Drivetrain: Shimano Deore
The Response uses the same Shimano Deore 10-speed drivetrain found on the Union 2.
This is a solid mountain bike groupset that balances affordability with functionality. It’s also been an increasingly popular OE choice for commuter bikes. Deore is a burly groupset that can handle the additional force thrown down by mid-drive motors and even shifts well under load. I could easily get the bike to cycle through its 11-42 tooth cassette as I was climbing. It also features Shimano’s chain stabilizing technology that uses a clutch to reduce chain slap and help keep your chain from jumping off on rough roads (or big curb hucks).
Brakes: Magura four piston
Diamondback outfitted the Response with stout Magura Fifty4 hydraulic disk brakes.
Those brakes are clamping onto a mondo 203mm brake rotor in the front and a 180mm rotor in the back. These brakes mean business, and did a spectacular job of navigating the tight twisty road descents of Park City. The bike never suffered from brake fade and they had ample power to bring this hefty bike to a quick but very controlled stop.
Other notes: Suspension and accessories
Smoothing the ride out front is a RockShox Judy Gold suspension fork with 120mm of travel. From a mountain bike perspective, the Judy is a little light-duty for the sheer weight of most modern eMTBs. But applied to this urban assault bike, it’s just enough cush to handle the demands of urban riding without jacking up the bike’s price or weight.
Other than that, the response is fairly spartan on the accessory front. There’s a kickstand but not much else.
The final word on Diamondback’s Response
It only makes sense that Diamondback’s first e-bike lineup would include a mountain bike-inspired commuter.

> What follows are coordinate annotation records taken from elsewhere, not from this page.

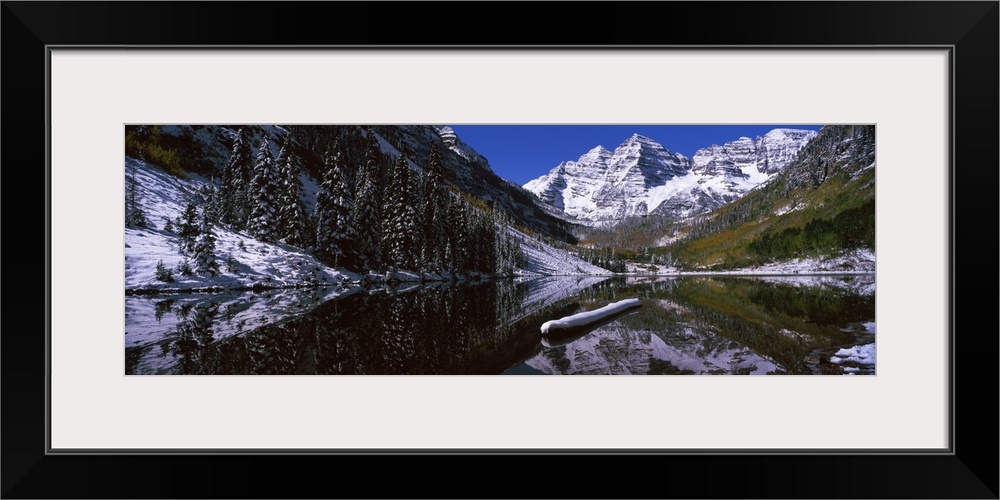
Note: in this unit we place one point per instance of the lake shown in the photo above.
(798, 325)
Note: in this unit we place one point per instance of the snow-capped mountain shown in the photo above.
(643, 177)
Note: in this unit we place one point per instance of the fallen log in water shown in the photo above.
(585, 318)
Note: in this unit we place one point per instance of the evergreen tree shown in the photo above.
(212, 205)
(400, 217)
(134, 216)
(291, 215)
(204, 247)
(234, 195)
(188, 229)
(264, 192)
(366, 215)
(457, 236)
(335, 232)
(435, 214)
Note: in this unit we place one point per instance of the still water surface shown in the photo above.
(685, 325)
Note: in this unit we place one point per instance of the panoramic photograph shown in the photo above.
(499, 249)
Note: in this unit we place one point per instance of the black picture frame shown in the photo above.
(969, 471)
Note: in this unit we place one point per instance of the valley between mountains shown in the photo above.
(254, 207)
(397, 249)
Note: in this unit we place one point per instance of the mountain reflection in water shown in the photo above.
(686, 325)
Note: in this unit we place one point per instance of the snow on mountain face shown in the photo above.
(767, 155)
(643, 177)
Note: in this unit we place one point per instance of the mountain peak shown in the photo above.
(641, 176)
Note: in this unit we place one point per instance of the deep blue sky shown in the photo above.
(521, 153)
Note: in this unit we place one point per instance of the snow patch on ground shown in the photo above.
(861, 354)
(545, 259)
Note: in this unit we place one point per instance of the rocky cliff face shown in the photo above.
(642, 177)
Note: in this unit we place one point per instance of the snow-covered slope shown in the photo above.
(545, 259)
(244, 262)
(642, 177)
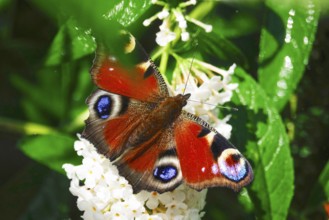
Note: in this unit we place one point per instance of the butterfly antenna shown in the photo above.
(217, 106)
(189, 73)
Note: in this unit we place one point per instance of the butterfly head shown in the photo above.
(183, 98)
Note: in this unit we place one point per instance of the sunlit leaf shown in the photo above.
(70, 43)
(51, 150)
(286, 41)
(260, 129)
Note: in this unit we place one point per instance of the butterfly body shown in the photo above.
(160, 118)
(156, 145)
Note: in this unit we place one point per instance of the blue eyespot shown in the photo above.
(103, 106)
(165, 173)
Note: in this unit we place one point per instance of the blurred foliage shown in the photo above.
(46, 53)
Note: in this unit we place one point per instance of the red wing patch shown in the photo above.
(207, 159)
(113, 77)
(140, 81)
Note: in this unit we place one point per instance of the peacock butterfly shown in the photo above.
(154, 143)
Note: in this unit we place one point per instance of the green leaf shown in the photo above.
(262, 132)
(320, 192)
(70, 43)
(52, 150)
(286, 41)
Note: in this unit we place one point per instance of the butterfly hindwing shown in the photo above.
(152, 165)
(206, 158)
(140, 80)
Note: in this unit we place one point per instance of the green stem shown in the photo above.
(164, 60)
(202, 10)
(24, 127)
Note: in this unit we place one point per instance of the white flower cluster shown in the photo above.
(172, 18)
(104, 194)
(209, 87)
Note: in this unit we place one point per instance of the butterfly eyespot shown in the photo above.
(165, 173)
(103, 106)
(232, 165)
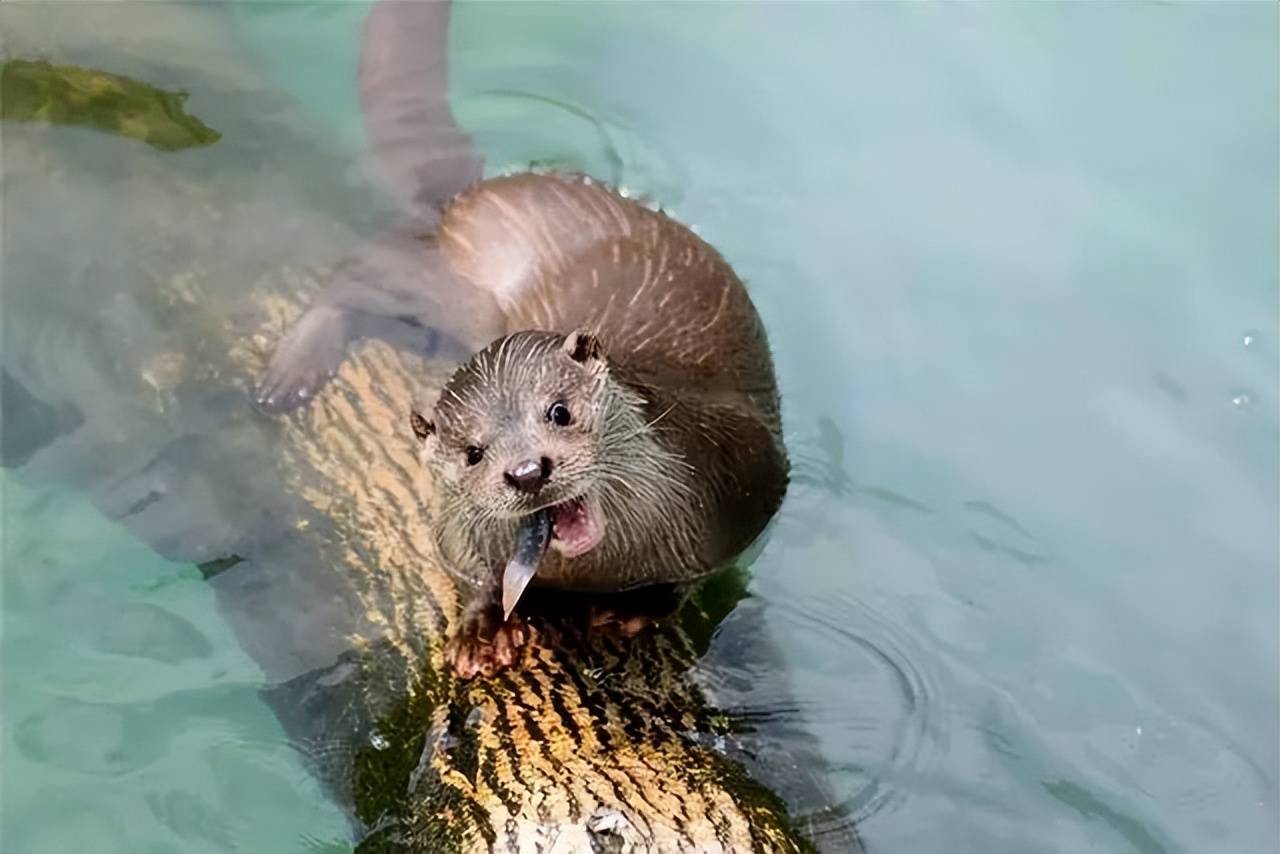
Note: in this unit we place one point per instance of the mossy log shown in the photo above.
(314, 533)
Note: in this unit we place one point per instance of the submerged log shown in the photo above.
(314, 533)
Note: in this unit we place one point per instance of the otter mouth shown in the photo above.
(577, 526)
(574, 526)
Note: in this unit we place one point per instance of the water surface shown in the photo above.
(1018, 264)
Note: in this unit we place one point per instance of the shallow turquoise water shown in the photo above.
(1019, 269)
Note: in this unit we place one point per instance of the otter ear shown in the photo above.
(421, 427)
(583, 347)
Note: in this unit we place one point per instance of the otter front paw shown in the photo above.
(485, 644)
(305, 360)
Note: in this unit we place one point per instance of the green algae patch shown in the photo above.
(40, 91)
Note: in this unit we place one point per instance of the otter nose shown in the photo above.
(529, 475)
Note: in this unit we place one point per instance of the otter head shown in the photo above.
(517, 432)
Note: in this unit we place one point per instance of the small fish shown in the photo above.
(531, 540)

This is a company that got its start making BMX bikes in the late 70’s afterall, of course they’d build a commuter that shreds faces.
If your ideal commute is hucking curbs, wallriding embankments and rolling staircases, then the the Diamondback Response is for you. Or, if your ideal commute is on a stable, well handling e-bike that’ll cruise easily at 28 mph, this bike is also for you. The Response is equal parts metal and smooth jazz; it’ll play nice when you want to get to work without breaking a sweat, but it’ll also pop wheelies and jump off stuff with the best of them. I like that.
Diamondback sells its bikes in its nationwide network of brick-and-mortar stores, or, you can order the bike from their website and have it shipped directly to your door.
Bruce Nachbar says
I’m guessing for many of us the price is important information.
Griffin Hales says
Currently selling for $4,100. Prices often change so we usually include links to the product’s page instead of putting down a number. The link was in the conclusion, but we’ll add one at the top as well to make it easier.
Thanks for reading!
Dennis drost says
What is price of bike
Griffin Hales says
Currently at $4,100, Dennis.
Did you ever find out the weight of this bike?
I am 5′ 2″ Is the small still too big for me? Any suggestions?